This morning a guided walk at The Wildlife Trust's new Irthlingborough Lakes and Meadows reserve coincided with some pleasant winter sunshine. The water levels remain high on-site and the flooding attracted geese and gulls. A vocal Chiffchaff was probably the scarcest bird seen and a couple of calling Cetti's Warblers remained hidden. A Treecreeper delighted the group as it crept around hedgerow hawthorn and ash and a calling Water Rail preferred the cover of some reeds rather than showing itself!
The gull roost at Pitsford Res this afternoon attracted a stunning adult hybrid gull which appeared to be a Yellow-legged x Lesser Black-backed, and also a near-adult Yellow-legged Gull.

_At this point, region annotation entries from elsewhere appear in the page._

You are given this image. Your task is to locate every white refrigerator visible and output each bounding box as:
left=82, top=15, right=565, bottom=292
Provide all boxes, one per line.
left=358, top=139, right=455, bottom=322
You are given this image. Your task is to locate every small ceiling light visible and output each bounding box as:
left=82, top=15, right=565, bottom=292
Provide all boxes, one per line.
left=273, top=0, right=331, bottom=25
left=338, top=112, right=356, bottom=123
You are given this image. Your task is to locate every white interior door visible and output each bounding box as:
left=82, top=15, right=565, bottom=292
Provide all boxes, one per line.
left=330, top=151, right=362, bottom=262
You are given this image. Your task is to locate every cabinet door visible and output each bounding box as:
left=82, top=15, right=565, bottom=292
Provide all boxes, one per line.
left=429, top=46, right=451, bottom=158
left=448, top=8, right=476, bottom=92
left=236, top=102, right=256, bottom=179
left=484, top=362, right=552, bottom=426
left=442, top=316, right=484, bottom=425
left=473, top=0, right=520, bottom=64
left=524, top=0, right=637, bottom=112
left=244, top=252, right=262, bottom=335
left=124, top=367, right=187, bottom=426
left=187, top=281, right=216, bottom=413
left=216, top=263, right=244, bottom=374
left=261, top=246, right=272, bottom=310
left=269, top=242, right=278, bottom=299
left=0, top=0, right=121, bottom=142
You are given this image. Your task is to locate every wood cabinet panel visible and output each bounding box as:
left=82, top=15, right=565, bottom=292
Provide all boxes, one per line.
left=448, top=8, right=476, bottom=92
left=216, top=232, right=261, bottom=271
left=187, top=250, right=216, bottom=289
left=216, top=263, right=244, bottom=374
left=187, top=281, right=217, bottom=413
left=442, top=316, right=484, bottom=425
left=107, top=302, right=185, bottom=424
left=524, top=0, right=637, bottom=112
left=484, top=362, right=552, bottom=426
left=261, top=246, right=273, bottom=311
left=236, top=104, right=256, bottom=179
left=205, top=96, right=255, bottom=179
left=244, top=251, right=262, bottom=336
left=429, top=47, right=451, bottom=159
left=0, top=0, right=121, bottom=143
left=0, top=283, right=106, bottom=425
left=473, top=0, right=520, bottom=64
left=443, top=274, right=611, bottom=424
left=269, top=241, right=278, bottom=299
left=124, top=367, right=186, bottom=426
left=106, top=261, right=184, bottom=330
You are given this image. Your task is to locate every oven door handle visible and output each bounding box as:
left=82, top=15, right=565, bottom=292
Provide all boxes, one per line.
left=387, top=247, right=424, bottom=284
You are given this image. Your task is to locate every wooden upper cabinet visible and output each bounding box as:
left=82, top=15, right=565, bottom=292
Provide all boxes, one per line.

Local birder Martin Dove found a dead Coal Tit at Pitsford Res yesterday bearing a ring. Records indicate that this bird was first ringed at Pitsford on 21st June 2009 when it was aged as a juvenile (hatched that year). It was re-trapped again at Pitsford on 5th October 2009, 7th October 2012 and finally on 26th May 2013. Four and a half years is long-lived for a Coal Tit and it would be easy to speculate that this bird lived its whole life associated with habitat around the reservoir.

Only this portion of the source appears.